Libreville, le 18 août 2022 (Dépêches 241). Le 16 août dernier, Ali Bongo Ondimba a prononcé son traditionnel discours de la fête de l’indépendance. Abordant la problématique de la corruption qui gangrène le pays, le Chef de l’Etat a fermement dénoncé le phénomène du racket orchestré par certains policiers véreux, avant d’afficher sa détermination à mettre un terme à cette pratique qui porte atteinte au crédit de toute la police.
C’est un secret de polichinelle, depuis de nombreuses années, le phénomène du racket gangrène tel un cancer, les Forces de Police Nationale. Cette réalité, Ali Bongo l’a reconnu lors de son discours à la Nation prononcé le 16 août dernier. « La corruption est un mal qui gangrène l’ensemble de la société, du bas jusqu’au sommet comme l’a montré l’actualité judiciaire la plus récente. Elle n’épargne pas ceux qui ont un devoir renforcé d’exemplarité. Je veux parler de nos forces de l’ordre, singulièrement de nos policiers. Je n’ignore rien de certaines pratiques intolérables qui ont cours dans les rues de la capitale et dans les grandes villes du pays » a concédé Ali Bongo Ondimba.

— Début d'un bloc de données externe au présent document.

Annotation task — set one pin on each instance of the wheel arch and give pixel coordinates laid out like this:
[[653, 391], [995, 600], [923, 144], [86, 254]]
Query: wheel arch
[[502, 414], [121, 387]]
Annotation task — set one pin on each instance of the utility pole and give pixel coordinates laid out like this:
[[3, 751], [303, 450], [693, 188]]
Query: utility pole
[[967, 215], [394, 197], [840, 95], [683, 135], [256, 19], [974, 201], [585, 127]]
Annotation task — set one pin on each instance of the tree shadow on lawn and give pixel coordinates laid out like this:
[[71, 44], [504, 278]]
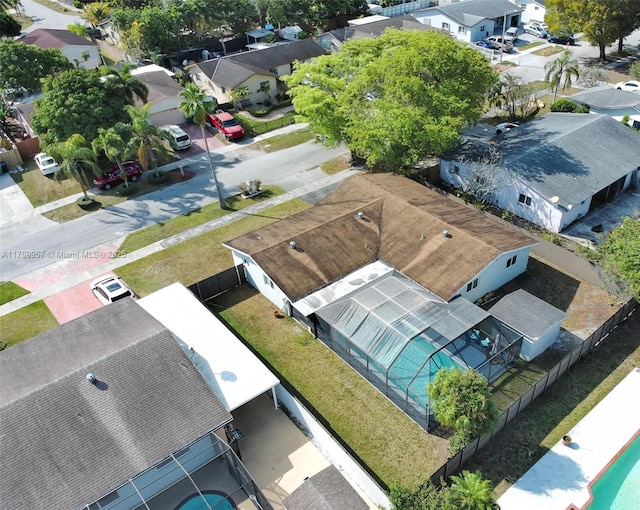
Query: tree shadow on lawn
[[520, 444]]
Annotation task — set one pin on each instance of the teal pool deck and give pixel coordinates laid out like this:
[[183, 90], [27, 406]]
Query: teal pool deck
[[564, 477]]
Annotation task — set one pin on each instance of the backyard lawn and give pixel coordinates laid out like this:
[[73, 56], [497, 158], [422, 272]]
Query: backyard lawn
[[386, 440]]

Toutefois le président de la République s’est dit « déterminé à lutter avec la plus grande fermeté contre ce mal absolu » a-t-il déclaré avant de promettre des sanctions contre les policiers corrompus. « J’ai à nouveau donné il y a quelques jours des consignes d’extrême fermeté. Pour que les quelques brebis galeuses soient sanctionnées et séparées du reste du troupeau. L’attitude inacceptable et condamnable de quelques-uns ne saurait jeter l’opprobre sur la grande majorité. Vis-à-vis de ceux qui enfreignent la loi, qui foulent au pied la déontologie professionnelle, il faut être d’une extrême sévérité. Je veillerai à ce que ce soit le cas » a poursuivi Ali Bongo Ondimba.
Le 3 août dernier, Lambert Noël Matha en visite au camp de la Fopi avait déjà tancé les policiers racketteurs sans succès car le racket continue, chaque jour et ce au nez et à la barbe des autorités qui prétendent le combattre.